For all of this, there was no “formal validation” until the FDA changed the way it inspected sites and required R&D to validate software (e.g., in the same way that manufacturing had always done). Of course R&D complied. The purpose of this essay is to point out some misconceptions with formal validation.

Formal validation comments

Exclude the developer from the validation – Before formal validation, the developer would validate his or her own software, a practice that is avoided in formal validation. The benefit in validating one’s own software must be considered in the following perspective – we were not contract or journeymen developers – we were extremely knowledgeable in the subject matter. This meant that we could test the reasonableness of the results and spot problems on that basis – formal validation usually has no provision for this and often, the people who validate the software have no knowledge of the subject matter.

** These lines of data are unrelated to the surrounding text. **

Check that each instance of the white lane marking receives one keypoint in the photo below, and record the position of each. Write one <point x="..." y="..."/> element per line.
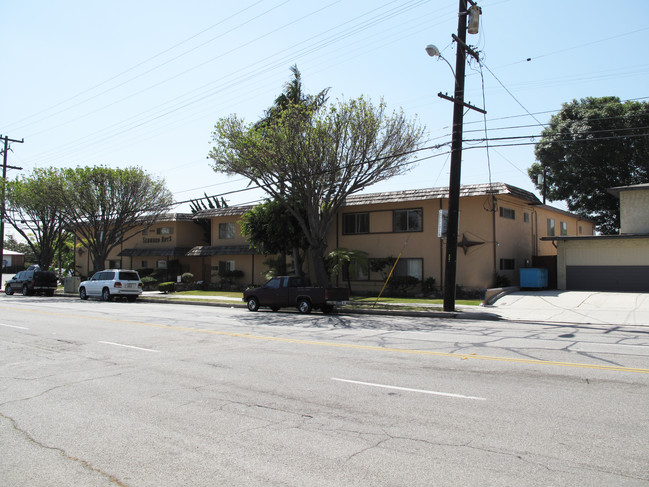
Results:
<point x="12" y="326"/>
<point x="423" y="391"/>
<point x="130" y="346"/>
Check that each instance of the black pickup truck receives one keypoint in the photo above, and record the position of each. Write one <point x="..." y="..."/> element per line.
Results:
<point x="32" y="281"/>
<point x="289" y="291"/>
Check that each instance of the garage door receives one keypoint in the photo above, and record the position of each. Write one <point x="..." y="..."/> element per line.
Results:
<point x="607" y="278"/>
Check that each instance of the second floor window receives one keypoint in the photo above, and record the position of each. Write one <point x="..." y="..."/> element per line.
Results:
<point x="356" y="223"/>
<point x="408" y="220"/>
<point x="226" y="230"/>
<point x="507" y="213"/>
<point x="550" y="227"/>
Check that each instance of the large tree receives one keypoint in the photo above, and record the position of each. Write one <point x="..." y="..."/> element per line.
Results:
<point x="589" y="146"/>
<point x="311" y="158"/>
<point x="104" y="204"/>
<point x="271" y="229"/>
<point x="36" y="213"/>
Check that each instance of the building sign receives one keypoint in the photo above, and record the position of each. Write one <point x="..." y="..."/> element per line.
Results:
<point x="156" y="239"/>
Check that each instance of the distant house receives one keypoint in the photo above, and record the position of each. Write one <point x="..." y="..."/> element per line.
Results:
<point x="11" y="258"/>
<point x="610" y="262"/>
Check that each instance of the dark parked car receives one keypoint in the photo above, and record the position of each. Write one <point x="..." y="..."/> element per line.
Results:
<point x="289" y="291"/>
<point x="32" y="281"/>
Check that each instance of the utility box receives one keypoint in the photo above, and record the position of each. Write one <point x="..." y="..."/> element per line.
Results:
<point x="534" y="277"/>
<point x="71" y="284"/>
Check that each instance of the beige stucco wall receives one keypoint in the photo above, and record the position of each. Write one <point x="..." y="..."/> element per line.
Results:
<point x="184" y="234"/>
<point x="634" y="212"/>
<point x="600" y="252"/>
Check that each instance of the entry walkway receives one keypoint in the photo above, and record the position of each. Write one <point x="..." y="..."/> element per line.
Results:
<point x="573" y="307"/>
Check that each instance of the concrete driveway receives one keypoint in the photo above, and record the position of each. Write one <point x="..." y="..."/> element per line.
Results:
<point x="574" y="307"/>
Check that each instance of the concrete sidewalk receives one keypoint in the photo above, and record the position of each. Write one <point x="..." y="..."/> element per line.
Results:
<point x="606" y="308"/>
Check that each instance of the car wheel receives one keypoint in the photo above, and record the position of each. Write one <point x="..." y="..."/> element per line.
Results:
<point x="304" y="306"/>
<point x="327" y="308"/>
<point x="105" y="295"/>
<point x="253" y="304"/>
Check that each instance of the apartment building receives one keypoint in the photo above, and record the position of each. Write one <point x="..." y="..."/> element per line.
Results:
<point x="500" y="231"/>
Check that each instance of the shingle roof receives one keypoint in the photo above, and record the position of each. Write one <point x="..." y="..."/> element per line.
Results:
<point x="439" y="193"/>
<point x="230" y="211"/>
<point x="634" y="187"/>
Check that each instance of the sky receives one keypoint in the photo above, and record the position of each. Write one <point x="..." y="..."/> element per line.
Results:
<point x="142" y="83"/>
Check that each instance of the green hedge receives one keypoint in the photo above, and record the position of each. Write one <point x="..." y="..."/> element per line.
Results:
<point x="167" y="287"/>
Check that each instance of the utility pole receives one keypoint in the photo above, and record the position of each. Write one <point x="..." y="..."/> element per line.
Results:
<point x="2" y="205"/>
<point x="456" y="156"/>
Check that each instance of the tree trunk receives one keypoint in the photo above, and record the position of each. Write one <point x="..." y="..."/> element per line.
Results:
<point x="319" y="269"/>
<point x="297" y="262"/>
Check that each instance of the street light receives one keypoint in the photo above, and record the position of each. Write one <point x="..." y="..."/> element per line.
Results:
<point x="456" y="143"/>
<point x="432" y="51"/>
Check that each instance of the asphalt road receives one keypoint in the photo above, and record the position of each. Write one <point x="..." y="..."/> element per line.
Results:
<point x="144" y="394"/>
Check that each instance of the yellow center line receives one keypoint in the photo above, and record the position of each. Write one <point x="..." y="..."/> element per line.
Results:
<point x="350" y="346"/>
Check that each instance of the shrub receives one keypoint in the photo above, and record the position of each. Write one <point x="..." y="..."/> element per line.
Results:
<point x="501" y="280"/>
<point x="400" y="285"/>
<point x="429" y="285"/>
<point x="149" y="282"/>
<point x="166" y="287"/>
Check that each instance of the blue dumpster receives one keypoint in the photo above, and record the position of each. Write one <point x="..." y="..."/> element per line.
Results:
<point x="533" y="277"/>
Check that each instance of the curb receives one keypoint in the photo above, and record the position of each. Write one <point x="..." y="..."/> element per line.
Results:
<point x="425" y="312"/>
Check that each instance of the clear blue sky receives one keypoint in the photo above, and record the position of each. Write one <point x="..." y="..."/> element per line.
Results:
<point x="143" y="82"/>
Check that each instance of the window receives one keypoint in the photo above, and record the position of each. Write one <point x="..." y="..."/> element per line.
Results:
<point x="507" y="213"/>
<point x="356" y="271"/>
<point x="408" y="220"/>
<point x="226" y="230"/>
<point x="354" y="223"/>
<point x="410" y="267"/>
<point x="563" y="228"/>
<point x="550" y="227"/>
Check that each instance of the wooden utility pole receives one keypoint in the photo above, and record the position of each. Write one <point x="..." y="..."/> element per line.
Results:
<point x="2" y="204"/>
<point x="456" y="156"/>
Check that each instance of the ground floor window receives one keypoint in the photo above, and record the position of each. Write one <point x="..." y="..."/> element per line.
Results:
<point x="225" y="266"/>
<point x="410" y="267"/>
<point x="356" y="271"/>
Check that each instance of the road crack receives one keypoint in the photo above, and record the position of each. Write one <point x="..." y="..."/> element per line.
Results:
<point x="62" y="452"/>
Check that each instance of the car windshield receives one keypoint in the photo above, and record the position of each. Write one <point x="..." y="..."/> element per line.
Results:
<point x="128" y="276"/>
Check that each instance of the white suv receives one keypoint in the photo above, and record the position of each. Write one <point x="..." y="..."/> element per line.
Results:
<point x="111" y="283"/>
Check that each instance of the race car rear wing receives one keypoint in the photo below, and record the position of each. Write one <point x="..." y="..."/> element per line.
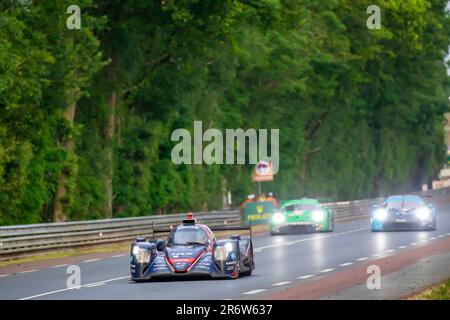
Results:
<point x="218" y="228"/>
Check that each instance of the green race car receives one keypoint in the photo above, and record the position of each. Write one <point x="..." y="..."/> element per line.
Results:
<point x="301" y="216"/>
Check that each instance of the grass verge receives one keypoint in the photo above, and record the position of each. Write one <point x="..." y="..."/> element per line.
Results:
<point x="438" y="292"/>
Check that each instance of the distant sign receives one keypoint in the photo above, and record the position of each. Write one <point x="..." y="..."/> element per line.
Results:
<point x="263" y="172"/>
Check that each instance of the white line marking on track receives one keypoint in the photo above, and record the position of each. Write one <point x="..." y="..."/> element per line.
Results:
<point x="362" y="259"/>
<point x="67" y="289"/>
<point x="94" y="285"/>
<point x="345" y="264"/>
<point x="314" y="238"/>
<point x="281" y="283"/>
<point x="255" y="291"/>
<point x="27" y="271"/>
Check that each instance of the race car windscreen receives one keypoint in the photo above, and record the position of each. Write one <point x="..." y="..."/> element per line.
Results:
<point x="187" y="236"/>
<point x="403" y="202"/>
<point x="300" y="207"/>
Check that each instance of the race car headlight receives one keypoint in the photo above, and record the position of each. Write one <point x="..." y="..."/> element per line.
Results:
<point x="141" y="255"/>
<point x="228" y="247"/>
<point x="423" y="213"/>
<point x="221" y="252"/>
<point x="278" y="217"/>
<point x="380" y="214"/>
<point x="318" y="215"/>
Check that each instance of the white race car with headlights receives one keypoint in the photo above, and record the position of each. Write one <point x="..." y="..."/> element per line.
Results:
<point x="301" y="216"/>
<point x="403" y="212"/>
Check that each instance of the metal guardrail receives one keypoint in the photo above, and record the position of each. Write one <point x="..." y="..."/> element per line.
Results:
<point x="26" y="239"/>
<point x="20" y="239"/>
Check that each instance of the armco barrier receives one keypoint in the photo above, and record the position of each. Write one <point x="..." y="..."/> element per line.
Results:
<point x="21" y="239"/>
<point x="27" y="239"/>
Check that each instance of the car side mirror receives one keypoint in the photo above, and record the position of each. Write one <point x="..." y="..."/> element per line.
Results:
<point x="160" y="245"/>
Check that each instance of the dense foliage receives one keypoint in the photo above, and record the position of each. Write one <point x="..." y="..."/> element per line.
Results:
<point x="86" y="115"/>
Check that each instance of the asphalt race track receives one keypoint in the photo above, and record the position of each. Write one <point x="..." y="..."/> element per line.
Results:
<point x="282" y="262"/>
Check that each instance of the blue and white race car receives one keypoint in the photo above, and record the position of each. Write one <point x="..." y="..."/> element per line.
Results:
<point x="192" y="250"/>
<point x="403" y="212"/>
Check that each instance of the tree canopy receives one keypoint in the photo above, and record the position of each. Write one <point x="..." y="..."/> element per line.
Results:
<point x="86" y="115"/>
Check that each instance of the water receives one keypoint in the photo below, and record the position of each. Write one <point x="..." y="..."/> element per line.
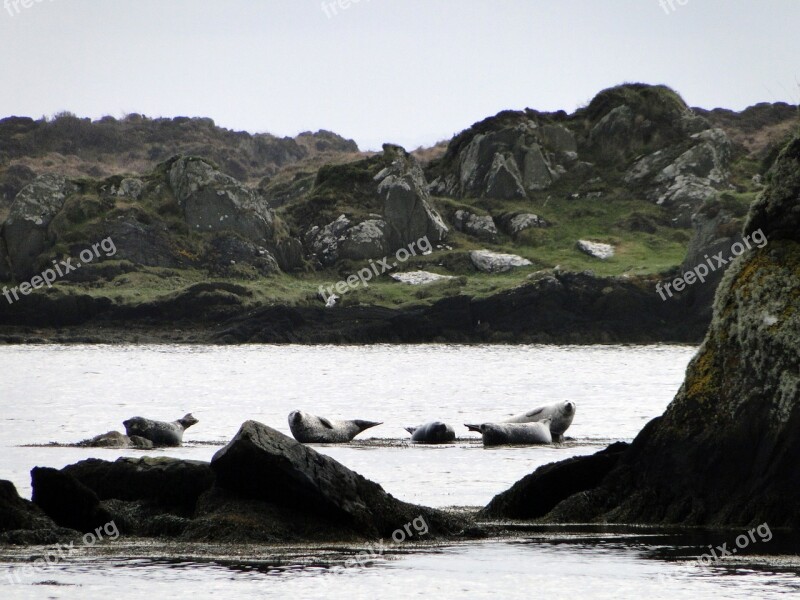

Formal validation tends to exclude creativity – Formal validation follows a set of rules. For example, there are test protocols based on the user interface specifications with a variety of inputs. As early users of new software, our group had a reputation of finding bugs in formally validated software. One reason is that we thought up test conditions during testing (e.g., playing around with the software) that were not covered by formal validation protocols. There is no mechanism for this in formal validation.

One hundred percent coverage is misleading – Formal validation involves the concept of 100% coverage. This is misleading. Due to branching and the many variations of inputs, true 100% coverage of software cannot be achieved. Whereas this is known by software professionals, it is often misrepresented to or by management.

Formal validation may simply be a checkmark – The quality of software validation cannot be guaranteed, simply because it has been checked off upon completion and there may be pressure for this milestone to be reached.

The ideal case

Ideally, 1) software validation will be conducted by the developer, as before (although it is not called “formal validation”) but a step in development. 2) People who have a talent for finding errors are given this task and proceed by informal methods. 3) Formal validation is then conducted which has the benefit of discovering other errors.

A danger is that less effort will be spent on procedures 1 and 2 because 3 is required.